Source:
https://scmp.com/news/hong-kong/education-community/article/2073043/pianist-moved-plight-refugees-hong-kong-hold
Hong Kong/ Education

Pianist moved by plight of refugees in Hong Kong to hold fundraising show

Cristina Ortiz’s ‘impromptu concert’ will generate HK$100,000 for a charity to launch mentorship programme

Pianist Cristina Ortiz is taking time out from her busy tour schedule to raise money for refugees. Photo: Handout

An internationally renowned pianist has volunteered to hold a private concert to raise funds and awareness for the plight of refugees in Hong Kong.

Cristina Ortiz will perform an “impromptu concert” on Thursday night as a last-minute addition to her concert tour of Beijing, Hong Kong, Macau, and Singapore after learning about their situation on arrival in the city on Monday.

“My mind was completely blown away,” the Brazil-born and London-based pianist told the Post on Wednesday.

“I asked the charity people what I could do to help. I don’t do very much. I can cook and I can play beautiful music, which is a universal language that should be used for good causes.”

Free to Run, a local charity for refugees focusing on vulnerable women and children, will be the beneficiary.

Virginie Goethals, a former New York lawyer and now full-time volunteer with the charity, said: “These refugees live under very difficult circumstances as they are not allowed to work and the process of approval is very slow.”
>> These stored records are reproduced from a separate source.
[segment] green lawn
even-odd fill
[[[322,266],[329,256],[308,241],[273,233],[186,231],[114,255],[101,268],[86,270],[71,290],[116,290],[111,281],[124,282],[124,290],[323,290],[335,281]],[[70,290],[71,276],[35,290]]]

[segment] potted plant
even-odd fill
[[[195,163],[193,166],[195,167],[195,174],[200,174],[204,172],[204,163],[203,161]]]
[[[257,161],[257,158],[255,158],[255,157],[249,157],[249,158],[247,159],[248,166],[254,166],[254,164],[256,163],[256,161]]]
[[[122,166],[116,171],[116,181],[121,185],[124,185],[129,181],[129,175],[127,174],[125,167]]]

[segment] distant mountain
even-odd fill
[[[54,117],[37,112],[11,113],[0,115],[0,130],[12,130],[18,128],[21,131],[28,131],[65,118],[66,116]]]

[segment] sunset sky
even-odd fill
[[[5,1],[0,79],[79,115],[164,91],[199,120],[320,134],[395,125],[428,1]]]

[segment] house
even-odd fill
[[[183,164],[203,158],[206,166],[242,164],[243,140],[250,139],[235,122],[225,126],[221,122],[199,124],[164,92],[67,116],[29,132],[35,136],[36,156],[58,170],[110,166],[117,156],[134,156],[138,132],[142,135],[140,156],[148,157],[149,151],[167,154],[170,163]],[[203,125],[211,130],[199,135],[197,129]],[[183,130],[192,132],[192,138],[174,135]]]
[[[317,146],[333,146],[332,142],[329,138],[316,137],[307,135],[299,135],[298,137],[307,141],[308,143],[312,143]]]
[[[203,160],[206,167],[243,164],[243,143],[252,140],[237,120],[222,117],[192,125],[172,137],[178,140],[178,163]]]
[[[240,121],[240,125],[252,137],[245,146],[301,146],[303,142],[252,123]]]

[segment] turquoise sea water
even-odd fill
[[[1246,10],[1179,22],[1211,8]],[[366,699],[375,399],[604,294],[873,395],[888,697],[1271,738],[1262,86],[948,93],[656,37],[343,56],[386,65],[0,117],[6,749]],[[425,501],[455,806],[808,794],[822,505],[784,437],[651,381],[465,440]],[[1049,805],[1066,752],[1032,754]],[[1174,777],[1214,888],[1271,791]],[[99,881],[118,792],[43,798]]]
Hong Kong does not resettle asylum seekers, because it is not a signatory to the UN Refugee onvention. Refugees are resettled elsewhere but the screening and approval procedure is slow. The average waiting time for resettlement was six years, according to Goethals, but in some cases it took more than 10 years.

Goethals was working with 36 women and 20 children from 17 countries in Africa and the Middle East.

“Many of them have been tortured and sexually abused in their home countries and we hope to build up their physical and mental strength so that they will be able to integrate into society,” she said.

By raising HK$100,000 at the concert, the charity would be able to launch a mentorship programme to benefit 20 refugees a year in addition to the existing activities such as running and swimming the refugees take part in on a weekly basis.

The private concert in Pok Fu Lam will feature music by Chopin, who left his home country of Poland aged 20 and never went back.

“I hope these people will be able to go back to their country, although I doubt if that will ever happen,” Ortiz said.

“I am not a refugee, but I left my country when I was 15, and I can tell you I am more Brazilian now than I ever was. The longer you live abroad, the more your roots would come up.”

The hurt could be substantial for someone to have nowhere to go and just wait in a foreign land like Hong Kong, she said.

“If you listen to just two bars of Chopin’s music, you can feel his longing for his home country, and that’s what I want to convey through the music I play, which I hope will move the audience to leave a little contribution to help the needy.”